After taking a breath of air and using the nose to detect two odors, for instance.
The smell of alcohol gel that just washed your hands or the musty smell of the room where you sit.
One last flavor that the tongue detects.
The saliva may have a bland flavor.
This 5-4-3-2-1 will assist in reorienting thoughts and interests that have been fixated on particular topics or visuals.
It’s not about trying to hold back while dealing with difficult issues; it’s about getting through them.

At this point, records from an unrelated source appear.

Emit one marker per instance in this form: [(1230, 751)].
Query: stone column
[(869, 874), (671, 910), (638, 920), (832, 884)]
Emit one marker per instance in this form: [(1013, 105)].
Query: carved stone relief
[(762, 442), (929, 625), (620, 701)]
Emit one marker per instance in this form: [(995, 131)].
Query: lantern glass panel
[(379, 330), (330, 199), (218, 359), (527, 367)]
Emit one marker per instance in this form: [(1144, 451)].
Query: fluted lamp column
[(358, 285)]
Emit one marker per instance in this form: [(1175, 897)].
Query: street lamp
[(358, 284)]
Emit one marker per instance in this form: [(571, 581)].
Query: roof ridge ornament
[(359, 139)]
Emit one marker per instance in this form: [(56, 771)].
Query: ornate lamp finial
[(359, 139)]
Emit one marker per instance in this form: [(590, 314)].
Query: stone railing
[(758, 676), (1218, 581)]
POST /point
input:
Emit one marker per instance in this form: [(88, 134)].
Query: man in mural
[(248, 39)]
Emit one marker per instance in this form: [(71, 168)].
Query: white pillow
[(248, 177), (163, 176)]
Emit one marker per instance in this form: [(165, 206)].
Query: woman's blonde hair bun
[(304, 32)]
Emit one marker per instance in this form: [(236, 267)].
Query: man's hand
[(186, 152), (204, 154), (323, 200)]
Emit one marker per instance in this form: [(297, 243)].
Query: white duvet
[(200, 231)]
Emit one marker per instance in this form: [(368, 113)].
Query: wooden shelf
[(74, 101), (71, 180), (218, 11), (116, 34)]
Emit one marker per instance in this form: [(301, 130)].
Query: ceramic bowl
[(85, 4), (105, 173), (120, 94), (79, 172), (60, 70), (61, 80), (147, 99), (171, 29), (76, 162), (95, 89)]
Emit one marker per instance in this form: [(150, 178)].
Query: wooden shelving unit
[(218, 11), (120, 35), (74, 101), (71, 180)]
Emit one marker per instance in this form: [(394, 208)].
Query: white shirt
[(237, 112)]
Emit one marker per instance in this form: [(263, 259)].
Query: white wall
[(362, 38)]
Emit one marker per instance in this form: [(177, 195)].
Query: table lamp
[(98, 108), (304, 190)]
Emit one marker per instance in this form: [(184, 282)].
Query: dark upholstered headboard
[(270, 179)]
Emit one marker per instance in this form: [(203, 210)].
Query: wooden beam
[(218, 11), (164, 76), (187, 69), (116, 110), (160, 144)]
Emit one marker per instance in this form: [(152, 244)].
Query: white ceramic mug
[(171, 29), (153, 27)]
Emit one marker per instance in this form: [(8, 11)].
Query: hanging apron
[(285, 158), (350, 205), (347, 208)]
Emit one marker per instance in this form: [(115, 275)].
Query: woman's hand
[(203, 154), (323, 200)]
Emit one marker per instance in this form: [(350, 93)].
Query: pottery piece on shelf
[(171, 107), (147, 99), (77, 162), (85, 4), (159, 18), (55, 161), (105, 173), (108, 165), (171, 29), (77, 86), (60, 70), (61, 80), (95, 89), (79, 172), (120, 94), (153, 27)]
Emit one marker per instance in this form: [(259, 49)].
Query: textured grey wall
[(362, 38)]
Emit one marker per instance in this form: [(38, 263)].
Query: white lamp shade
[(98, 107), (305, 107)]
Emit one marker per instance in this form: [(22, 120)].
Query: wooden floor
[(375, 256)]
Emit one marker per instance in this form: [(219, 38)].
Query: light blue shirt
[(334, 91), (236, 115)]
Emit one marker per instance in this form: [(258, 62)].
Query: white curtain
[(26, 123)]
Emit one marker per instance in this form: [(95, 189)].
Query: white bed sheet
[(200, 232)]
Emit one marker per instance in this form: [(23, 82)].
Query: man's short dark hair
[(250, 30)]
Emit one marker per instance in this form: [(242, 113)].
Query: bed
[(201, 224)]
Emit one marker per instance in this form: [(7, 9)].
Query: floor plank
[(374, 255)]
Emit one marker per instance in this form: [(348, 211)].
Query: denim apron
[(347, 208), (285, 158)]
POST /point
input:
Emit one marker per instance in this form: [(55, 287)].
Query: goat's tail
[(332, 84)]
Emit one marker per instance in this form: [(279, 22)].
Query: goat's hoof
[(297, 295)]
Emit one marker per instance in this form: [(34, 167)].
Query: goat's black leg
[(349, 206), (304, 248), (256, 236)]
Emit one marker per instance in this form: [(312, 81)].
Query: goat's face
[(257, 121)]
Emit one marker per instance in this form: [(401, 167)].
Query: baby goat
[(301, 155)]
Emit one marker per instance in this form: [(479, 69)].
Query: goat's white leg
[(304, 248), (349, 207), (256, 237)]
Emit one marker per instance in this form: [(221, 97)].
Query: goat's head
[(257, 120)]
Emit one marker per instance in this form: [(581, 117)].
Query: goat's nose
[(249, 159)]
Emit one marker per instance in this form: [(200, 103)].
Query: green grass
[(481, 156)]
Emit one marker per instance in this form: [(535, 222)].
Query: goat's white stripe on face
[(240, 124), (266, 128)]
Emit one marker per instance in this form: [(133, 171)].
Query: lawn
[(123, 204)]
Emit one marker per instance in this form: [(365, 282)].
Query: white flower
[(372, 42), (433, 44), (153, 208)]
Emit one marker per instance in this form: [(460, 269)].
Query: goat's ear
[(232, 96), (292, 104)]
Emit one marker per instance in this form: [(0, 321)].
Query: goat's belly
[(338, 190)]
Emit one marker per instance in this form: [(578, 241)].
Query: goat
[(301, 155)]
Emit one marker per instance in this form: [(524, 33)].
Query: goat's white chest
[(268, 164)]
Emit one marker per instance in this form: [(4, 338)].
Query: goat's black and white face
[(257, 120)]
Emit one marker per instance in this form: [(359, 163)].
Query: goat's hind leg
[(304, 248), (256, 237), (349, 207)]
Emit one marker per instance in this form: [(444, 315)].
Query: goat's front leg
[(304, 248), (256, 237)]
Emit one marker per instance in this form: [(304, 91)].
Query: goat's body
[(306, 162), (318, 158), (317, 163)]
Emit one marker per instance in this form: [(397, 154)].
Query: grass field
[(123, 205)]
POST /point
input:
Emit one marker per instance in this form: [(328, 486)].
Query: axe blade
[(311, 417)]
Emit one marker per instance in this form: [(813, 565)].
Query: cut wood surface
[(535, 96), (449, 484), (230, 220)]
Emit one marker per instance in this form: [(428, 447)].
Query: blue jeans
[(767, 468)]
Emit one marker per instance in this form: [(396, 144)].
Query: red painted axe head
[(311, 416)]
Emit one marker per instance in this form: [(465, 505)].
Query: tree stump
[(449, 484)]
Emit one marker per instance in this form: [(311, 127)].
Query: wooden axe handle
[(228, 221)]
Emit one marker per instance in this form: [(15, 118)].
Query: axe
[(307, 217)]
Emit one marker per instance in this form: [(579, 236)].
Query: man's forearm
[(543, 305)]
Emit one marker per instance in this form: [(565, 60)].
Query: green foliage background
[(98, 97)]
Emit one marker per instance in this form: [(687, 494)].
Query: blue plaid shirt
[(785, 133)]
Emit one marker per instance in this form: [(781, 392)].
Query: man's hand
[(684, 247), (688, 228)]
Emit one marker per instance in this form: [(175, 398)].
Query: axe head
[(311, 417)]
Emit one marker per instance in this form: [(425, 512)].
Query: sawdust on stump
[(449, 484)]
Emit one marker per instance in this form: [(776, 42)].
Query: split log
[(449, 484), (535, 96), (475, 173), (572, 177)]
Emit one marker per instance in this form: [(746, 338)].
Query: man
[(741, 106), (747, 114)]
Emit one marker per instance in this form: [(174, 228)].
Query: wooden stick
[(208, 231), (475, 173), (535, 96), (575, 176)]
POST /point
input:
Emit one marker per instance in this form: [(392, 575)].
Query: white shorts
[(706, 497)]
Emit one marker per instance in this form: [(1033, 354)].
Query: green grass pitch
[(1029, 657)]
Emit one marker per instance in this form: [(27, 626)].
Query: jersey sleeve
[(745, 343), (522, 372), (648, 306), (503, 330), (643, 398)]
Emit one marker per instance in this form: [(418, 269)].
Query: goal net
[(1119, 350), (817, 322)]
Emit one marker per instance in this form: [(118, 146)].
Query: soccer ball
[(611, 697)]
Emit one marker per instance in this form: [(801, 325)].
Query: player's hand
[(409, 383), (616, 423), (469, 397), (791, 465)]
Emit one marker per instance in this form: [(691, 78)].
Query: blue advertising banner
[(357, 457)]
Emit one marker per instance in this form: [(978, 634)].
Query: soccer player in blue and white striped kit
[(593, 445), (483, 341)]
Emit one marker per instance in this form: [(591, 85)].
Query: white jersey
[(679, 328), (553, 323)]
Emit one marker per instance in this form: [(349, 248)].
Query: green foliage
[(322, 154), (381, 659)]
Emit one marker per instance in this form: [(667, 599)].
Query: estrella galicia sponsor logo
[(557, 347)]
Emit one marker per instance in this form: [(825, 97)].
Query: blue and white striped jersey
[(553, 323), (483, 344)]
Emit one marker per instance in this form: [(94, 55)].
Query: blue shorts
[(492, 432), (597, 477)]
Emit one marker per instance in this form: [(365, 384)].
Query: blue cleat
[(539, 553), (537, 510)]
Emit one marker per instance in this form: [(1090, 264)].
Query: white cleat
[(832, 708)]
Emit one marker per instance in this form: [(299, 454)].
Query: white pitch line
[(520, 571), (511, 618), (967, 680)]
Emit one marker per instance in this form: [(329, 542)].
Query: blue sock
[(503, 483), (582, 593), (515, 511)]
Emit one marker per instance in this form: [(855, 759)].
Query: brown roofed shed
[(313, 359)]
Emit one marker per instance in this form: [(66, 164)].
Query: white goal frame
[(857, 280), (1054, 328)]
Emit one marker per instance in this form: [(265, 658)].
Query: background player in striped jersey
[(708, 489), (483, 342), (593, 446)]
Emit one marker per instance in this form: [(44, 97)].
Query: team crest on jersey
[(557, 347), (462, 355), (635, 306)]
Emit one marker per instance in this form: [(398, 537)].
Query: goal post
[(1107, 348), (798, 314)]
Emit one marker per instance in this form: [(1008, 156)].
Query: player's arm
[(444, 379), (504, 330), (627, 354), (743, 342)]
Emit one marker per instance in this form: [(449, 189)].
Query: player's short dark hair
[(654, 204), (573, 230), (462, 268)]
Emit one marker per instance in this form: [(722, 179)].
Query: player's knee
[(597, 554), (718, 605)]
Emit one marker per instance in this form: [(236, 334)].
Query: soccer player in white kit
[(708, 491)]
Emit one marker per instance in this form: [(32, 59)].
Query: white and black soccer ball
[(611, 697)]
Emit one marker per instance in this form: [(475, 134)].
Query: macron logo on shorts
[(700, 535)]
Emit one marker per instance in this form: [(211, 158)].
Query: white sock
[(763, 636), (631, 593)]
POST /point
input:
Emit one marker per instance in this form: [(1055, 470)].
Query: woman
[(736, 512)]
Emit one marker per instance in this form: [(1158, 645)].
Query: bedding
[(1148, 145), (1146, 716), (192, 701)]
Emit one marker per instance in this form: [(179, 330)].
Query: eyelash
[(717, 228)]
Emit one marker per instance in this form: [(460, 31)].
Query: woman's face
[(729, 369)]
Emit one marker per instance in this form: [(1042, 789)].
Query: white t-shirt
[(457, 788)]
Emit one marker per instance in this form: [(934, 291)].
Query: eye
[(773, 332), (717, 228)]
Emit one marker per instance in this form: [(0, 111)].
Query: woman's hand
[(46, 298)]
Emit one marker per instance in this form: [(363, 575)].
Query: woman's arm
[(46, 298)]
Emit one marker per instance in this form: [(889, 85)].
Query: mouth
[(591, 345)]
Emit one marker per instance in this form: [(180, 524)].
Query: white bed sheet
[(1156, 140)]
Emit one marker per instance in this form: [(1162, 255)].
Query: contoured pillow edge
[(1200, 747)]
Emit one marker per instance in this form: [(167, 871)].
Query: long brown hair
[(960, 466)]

It involves taking into account your thoughts, how to handle and prevent them, or what we can control and what we can’t.
If there is something we can control to lessen our sentiments and our fears, we should. If there is something we cannot control, we should set aside time to think about it.
Permitting the brain to regain access to logic and reasoning while freeing it from the influence of emotions. It will enable us to establish a foothold and to think and act in a more effective manner.
Finally, we can navigate the reactions that arise and deal with the traumatic experiences that still weigh heavily on our hearts.